Home cooks rejoice! Renowned natural food pioneers The Moosewood Collective have a new cookbook out that will quickly become one of your favorites (as reliably happens with their phenomenal volumes). This focaccia Pugliese is a warm, satisfying way to bake at home.
Moosewood Collective member David Hirsch’s partner John Campione, grew up with his family’s version of this nicely textured flat bread, moist yet crusty. His grandfather, Frank Rotolo, a native of Puglia in Southern Italy, was a baker who followed the regional tradition of adding mashed potatoes to the yeasted dough for focaccia. The result is worth the extra effort — yeasty and spongy with a delicious tenderness and crusty edge.

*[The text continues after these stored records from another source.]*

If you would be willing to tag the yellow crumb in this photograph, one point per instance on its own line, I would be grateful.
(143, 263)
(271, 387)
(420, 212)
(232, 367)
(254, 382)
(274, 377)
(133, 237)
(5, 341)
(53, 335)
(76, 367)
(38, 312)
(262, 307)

- Add minced fresh rosemary, oregano, or thyme or sautéed garlic to the mashed potatoes.
- Use minced fresh herbs in addition to, or instead of, the tomatoes, onions and olives.
- 2 cups peeled and diced potatoes
- 1 (1/4-ounce) packet active dry yeast (2 1/2 teaspoons)
- 5 tablespoons extra-virgin olive oil, plus more as needed
- 1 teaspoon salt
- 1 cup whole wheat bread flour
- 2 1/2 to 3 1/2 cups unbleached white all-purpose flour
- 3/4 cup pitted and halved Kalamata, jumbo green, Sicilian oil-cured, or similar olives
For the focaccia
In a small saucepan, cook the potatoes with water to cover until very tender. Drain, reserving the liquid. In a small bowl, combine ½ cup of the potato-cooking liquid with ½ cup cool water to yield 1 cup liquid between 105°F and 115°F. Stir in the yeast and set aside.
In a large bowl, mash the potatoes with 3 tablespoons of the olive oil and the salt until smooth and creamy. Stir in the yeast mixture. Add the whole wheat flour, ½ cup at a time, mixing well after each addition, and then add enough white flour, ½ cup at a time, to make a smooth dough; a large wooden spoon works well here.
Place the dough on a floured board and knead with floured hands for 7 to 8 minutes, adding more flour as needed. The finished dough should be soft and just a little bit sticky.
Place the kneaded dough in an oiled bowl and cover loosely with plastic wrap or a moist kitchen towel. Set in a warm place until doubled in size, 1 to 1½ hours. (While the dough is rising, prepare the toppings and set them aside.)
When the dough has doubled, punch it down in the bowl. Preheat the oven to 450°F. Lightly oil a 10 x 15-inch baking sheet or a 14-inch round pan.
Spread the dough over the prepared baking pan, using oiled fingers to gently stretch it to the pan edges. Arrange the onion slices, tomatoes (cut side down), and olives on top. Drizzle the remaining 2 tablespoons olive oil over all. Cover and let rest for 15 minutes.
Bake for 20 to 25 minutes until the focaccia is browned and firm.
Remove from the oven and let the focaccia sit in the pan for a couple of minutes, and then slide it onto a wire rack. Cool until warm or room temperature.